Improving a large Join

jusami25 · Post by **jusami25** » Thu Oct 02, 2014 1:47 am

Hi guys!

I have 2 Netezza stages with 500 Millions (left flow, with 200 columns) and 50 Millions of records (right flow, with 10 columns) each one. Then, I have a Left Join between that two flows, ending in a Netezza writing stage.

I use the Balanced Optimization Tool to improve the performance in this job, but even with this, the process is taking so much time to do the join (~40 minutes).

I dont have any partition on the input flows of the join, and i am using ORDER BY clause in the Netezza Stages to having the records sorted by the 3 join key columns: COUNTRY (INT), MONTH (INT), ID (BIGINT).

Any ideas? What can i try now?

jusami25 · Post by **jusami25** » Mon Oct 06, 2014 3:00 am

Nothing?

priyadarshikunal · Post by **priyadarshikunal** » Mon Oct 06, 2014 4:04 am

Did you check the score to find out if any sort is inserted before join by datastage which is sorting your data again?

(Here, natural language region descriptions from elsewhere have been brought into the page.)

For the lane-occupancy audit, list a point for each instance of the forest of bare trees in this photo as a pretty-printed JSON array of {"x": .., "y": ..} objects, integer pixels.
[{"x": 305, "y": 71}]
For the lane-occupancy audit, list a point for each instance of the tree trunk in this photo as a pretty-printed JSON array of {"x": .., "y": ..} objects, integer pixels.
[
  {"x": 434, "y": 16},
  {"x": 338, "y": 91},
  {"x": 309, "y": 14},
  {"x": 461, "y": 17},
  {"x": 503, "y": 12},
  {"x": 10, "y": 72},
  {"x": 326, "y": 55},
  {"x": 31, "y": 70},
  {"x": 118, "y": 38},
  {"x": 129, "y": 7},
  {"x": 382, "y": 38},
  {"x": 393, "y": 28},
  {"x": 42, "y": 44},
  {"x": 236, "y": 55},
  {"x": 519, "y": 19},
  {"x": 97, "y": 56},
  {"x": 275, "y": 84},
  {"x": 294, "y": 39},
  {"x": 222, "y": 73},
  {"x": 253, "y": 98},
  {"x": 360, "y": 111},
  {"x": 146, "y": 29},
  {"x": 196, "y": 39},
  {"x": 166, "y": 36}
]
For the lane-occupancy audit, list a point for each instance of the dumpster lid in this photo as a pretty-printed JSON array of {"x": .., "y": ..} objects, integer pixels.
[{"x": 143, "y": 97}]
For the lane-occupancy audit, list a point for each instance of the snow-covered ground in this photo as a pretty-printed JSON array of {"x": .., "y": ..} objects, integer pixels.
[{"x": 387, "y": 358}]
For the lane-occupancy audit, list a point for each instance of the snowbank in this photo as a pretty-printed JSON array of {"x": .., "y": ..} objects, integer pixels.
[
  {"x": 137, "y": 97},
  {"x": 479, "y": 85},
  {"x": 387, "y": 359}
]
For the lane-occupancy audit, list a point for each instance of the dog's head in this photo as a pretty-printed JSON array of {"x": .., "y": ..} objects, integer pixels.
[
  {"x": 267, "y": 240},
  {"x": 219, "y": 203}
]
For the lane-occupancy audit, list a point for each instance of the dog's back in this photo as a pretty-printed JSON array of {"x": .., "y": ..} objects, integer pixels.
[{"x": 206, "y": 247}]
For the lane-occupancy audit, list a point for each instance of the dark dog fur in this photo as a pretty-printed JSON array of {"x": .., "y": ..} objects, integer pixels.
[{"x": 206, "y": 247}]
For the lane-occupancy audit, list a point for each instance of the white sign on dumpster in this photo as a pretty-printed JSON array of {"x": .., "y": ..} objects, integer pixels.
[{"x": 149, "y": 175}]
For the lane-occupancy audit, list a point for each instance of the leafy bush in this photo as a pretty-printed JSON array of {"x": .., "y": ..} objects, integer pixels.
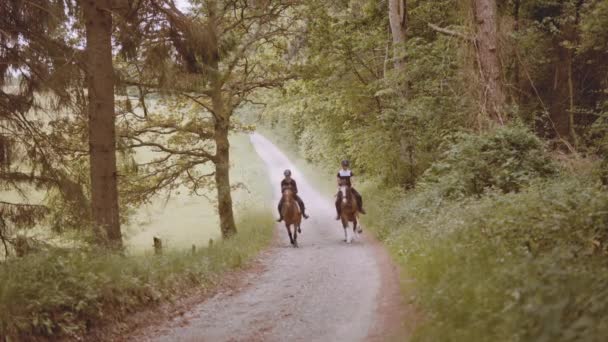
[
  {"x": 527, "y": 266},
  {"x": 507, "y": 159}
]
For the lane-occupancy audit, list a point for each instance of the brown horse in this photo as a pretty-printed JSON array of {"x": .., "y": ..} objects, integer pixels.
[
  {"x": 349, "y": 212},
  {"x": 292, "y": 215}
]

jusami25 · Post by **jusami25** » Mon Oct 06, 2014 4:33 am

Yes, and i removed it to improve almost 3 minutes the join process.

Is it possible that executing a simple "SELECT * FROM TABLE1 left join SELECT * FROM TABLE2" between this two large tables is faster than the same operation using Balanced Optimization?

jerome_rajan · Post by **jerome_rajan** » Mon Oct 06, 2014 6:33 am

I dont have any partition on the input flows of the join

Why?

I use the Balanced Optimization Tool to improve the performance in this job

Is it possible that executing a simple "SELECT * FROM TABLE1 left join SELECT * FROM TABLE2" between this two large tables is faster than the same operation using Balanced Optimization?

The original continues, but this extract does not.